アメリカ航空宇宙局(NASA)とアメリカの航空大手ボーイングは6月1日付で、ボーイングが開発中の新型宇宙船「CST-100 スターライナー(Starliner)」による有人飛行試験ミッション「CFT(Crew Flight Test)」について、新たに発見された問題に対処する時間が必要であることから、2023年7月に予定されていた実施を延期すると発表しました。【2023年6月2日12時】

【▲ ボーイングの新型宇宙船「スターライナー」、有人飛行試験「CFT」で使用される機体の組み立て作業の様子。2023年1月19日撮影(Credit: Boeing/John Grant)】

【▲ ボーイングの新型宇宙船「スターライナー」、有人飛行試験「CFT」で使用される機体の組み立て作業の様子。2023年1月19日撮影(Credit: Boeing/John Grant)】

スターライナーはスペースXの「クルードラゴン」とともに、NASAのコマーシャルクループログラム(商業乗員輸送計画)のもとで開発がスタートした有人宇宙船です。初飛行として2019年12月に実施された無人飛行試験ミッション「OFT」ではソフトウェアの問題が生じたために計画されていた軌道へ入ることができず、スターライナーはISSへの到達を断念して地球に帰還。2022年5月には2回目の無人飛行ミッション「OFT-2」が実施され、ISSへのドッキングを含む打ち上げから帰還までの実証試験に成功しています。
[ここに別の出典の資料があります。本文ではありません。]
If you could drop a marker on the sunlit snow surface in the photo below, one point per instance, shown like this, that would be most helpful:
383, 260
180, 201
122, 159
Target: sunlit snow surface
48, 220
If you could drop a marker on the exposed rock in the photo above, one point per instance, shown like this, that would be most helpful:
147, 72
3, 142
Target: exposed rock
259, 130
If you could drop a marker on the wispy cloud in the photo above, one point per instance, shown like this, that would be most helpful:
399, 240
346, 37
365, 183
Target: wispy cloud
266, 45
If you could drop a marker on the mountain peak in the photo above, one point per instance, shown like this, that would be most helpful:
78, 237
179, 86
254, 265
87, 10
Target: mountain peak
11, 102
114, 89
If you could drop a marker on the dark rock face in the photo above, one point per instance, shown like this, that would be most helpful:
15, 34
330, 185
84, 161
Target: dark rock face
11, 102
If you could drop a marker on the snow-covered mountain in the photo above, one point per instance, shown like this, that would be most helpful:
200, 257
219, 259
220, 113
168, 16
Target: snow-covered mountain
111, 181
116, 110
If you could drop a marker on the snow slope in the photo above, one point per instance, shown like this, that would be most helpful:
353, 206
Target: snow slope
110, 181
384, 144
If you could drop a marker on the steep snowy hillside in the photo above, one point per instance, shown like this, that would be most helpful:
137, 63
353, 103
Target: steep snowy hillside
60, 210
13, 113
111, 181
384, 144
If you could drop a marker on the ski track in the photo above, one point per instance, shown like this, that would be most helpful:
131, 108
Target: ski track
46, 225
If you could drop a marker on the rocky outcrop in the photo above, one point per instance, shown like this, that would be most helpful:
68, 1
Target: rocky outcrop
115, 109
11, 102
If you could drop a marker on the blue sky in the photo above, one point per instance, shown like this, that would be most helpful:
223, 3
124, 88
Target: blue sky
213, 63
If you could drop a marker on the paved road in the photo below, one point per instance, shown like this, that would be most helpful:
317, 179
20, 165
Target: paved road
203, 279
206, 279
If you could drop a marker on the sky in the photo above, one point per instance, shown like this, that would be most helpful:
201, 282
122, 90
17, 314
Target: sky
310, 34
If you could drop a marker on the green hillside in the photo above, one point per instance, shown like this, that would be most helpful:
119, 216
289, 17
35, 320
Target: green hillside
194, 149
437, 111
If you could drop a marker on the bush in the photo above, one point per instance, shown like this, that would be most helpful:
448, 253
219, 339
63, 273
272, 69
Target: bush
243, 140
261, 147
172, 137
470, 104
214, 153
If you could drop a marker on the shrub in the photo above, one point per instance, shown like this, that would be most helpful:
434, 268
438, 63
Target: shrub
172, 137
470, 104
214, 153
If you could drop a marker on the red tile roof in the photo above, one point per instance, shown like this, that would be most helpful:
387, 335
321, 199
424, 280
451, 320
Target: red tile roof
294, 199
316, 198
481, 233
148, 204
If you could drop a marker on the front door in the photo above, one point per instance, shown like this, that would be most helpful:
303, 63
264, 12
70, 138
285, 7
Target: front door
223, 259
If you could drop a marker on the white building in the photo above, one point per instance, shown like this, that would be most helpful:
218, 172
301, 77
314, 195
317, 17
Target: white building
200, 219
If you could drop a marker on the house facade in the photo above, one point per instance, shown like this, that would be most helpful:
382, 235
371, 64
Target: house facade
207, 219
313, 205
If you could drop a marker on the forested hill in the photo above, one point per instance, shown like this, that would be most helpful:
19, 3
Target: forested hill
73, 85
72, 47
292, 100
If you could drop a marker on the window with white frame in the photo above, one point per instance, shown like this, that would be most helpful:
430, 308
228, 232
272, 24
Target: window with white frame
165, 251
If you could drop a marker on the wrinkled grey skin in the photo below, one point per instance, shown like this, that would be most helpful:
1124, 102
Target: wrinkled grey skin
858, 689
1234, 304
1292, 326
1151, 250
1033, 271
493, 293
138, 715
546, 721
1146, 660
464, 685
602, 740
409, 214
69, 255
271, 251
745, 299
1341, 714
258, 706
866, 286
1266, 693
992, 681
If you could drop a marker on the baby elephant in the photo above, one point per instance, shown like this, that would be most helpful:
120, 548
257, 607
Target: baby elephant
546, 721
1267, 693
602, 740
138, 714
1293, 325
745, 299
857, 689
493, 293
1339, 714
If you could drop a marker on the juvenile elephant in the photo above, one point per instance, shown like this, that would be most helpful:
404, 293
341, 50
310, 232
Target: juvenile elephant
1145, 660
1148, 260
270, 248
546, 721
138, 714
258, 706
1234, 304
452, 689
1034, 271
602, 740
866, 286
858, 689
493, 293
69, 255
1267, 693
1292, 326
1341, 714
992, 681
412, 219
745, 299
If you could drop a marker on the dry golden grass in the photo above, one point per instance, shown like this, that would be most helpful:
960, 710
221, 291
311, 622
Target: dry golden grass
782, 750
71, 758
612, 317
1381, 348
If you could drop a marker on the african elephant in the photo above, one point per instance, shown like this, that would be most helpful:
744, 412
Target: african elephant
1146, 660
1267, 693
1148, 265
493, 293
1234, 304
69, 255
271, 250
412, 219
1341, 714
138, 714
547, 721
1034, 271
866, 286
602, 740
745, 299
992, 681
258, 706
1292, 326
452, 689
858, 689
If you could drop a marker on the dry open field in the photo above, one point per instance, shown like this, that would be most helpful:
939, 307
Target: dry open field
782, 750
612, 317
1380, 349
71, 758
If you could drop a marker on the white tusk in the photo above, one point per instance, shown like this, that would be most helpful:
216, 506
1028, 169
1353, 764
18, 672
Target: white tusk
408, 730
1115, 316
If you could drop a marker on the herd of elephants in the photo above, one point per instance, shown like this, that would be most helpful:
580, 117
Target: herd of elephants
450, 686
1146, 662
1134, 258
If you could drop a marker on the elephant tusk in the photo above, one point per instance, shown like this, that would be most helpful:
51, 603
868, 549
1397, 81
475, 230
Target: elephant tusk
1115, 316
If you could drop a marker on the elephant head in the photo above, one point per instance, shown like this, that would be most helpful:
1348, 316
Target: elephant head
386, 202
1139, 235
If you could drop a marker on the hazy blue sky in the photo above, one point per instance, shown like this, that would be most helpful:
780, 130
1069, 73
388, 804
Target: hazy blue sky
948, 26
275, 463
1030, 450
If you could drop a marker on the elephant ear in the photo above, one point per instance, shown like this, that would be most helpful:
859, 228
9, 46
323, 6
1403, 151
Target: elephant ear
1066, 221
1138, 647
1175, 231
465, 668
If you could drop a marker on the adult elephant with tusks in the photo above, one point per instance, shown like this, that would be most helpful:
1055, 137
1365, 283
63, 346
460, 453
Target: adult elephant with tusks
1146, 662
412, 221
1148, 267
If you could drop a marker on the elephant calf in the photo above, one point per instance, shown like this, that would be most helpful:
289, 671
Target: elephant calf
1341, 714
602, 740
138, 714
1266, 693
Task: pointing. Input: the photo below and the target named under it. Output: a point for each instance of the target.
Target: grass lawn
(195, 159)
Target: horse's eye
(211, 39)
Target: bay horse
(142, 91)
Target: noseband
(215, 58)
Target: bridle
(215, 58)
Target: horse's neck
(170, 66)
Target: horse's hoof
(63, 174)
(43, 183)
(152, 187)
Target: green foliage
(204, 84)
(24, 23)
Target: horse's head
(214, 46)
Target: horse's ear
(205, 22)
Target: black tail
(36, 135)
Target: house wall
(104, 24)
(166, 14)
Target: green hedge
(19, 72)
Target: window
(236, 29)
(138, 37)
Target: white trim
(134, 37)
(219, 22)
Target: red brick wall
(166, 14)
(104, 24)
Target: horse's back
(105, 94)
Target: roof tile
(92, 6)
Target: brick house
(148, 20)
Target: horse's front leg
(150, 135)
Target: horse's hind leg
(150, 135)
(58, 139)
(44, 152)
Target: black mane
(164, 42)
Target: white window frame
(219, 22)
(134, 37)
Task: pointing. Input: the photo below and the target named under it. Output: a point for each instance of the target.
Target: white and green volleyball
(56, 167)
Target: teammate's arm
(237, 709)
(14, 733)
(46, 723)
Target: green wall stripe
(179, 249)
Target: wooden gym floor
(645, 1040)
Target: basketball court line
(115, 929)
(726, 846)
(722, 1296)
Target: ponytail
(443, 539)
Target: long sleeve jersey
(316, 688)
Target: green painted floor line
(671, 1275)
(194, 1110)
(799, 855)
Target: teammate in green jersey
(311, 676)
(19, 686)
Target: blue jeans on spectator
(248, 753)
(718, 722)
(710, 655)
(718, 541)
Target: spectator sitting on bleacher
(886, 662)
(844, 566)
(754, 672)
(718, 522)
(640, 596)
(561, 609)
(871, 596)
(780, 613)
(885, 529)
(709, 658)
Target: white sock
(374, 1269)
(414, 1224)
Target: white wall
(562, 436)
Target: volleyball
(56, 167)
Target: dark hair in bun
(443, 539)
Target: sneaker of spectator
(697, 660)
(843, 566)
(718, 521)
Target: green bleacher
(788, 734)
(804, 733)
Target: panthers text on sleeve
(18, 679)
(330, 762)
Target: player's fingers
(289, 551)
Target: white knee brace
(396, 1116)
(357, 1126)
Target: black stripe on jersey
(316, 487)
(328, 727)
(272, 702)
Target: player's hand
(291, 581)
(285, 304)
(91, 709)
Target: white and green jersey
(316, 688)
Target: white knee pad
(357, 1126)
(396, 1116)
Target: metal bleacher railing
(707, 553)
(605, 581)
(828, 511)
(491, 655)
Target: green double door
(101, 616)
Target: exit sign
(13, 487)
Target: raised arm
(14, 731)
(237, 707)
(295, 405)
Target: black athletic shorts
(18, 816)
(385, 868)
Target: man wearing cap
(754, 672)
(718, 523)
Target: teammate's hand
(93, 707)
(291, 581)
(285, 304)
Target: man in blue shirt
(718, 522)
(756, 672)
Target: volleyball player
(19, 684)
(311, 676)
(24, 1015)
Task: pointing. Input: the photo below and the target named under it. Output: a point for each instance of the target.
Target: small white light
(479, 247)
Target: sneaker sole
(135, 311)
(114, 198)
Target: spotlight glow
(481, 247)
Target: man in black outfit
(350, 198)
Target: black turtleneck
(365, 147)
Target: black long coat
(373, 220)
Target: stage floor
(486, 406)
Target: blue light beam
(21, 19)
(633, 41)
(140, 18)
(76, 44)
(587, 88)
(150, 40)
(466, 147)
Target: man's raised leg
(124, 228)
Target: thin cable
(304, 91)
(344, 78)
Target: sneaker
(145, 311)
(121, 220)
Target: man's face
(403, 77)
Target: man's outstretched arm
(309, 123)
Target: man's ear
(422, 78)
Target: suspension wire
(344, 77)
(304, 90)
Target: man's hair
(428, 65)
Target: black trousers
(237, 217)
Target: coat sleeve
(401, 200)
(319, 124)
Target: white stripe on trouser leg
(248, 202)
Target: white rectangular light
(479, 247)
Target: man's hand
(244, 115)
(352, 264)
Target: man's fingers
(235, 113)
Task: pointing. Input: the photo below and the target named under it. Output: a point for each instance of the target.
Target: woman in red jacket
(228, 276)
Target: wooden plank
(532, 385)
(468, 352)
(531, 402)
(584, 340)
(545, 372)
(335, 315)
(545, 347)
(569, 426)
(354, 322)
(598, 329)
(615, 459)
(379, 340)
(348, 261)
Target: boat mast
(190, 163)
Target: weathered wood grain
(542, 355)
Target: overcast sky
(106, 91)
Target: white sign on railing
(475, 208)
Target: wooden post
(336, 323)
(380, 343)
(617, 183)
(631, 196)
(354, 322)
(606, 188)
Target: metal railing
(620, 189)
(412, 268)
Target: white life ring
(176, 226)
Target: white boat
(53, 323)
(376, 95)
関連:新型宇宙船「スターライナー」着陸成功! 実用化に向けて一連の試験目標を達成(2022年5月26日)

2度の無人飛行試験に成功したスターライナーは、本格的な有人飛行の開始に先立ち、実際にクルーが搭乗するCFTの実施を控えています。CFTではNASAのバリー・ウィルモア(Barry Wilmore)宇宙飛行士とスニータ・ウィリアムズ(Sunita Williams)宇宙飛行士がプライムクルーに、マイケル・フィンク(Edward Michael Fincke)宇宙飛行士がバックアップクルーに任命されています。

2023年4月の時点ではCFTの実施は同年7月21日以降に予定されていましたが、前述の通り7月の打ち上げを取り止める決断が下されました。SpaceNewsなど海外メディアの報道によると、ボーイングでスターライナーのプロジェクトを担当するMark Nappi副社長は、2023年後半の実施も可能ではあるものの今はまだ打ち上げ予定日を検討するには時期尚早だとコメントしており、CFTの新たな実施予定時期は明らかにされていません。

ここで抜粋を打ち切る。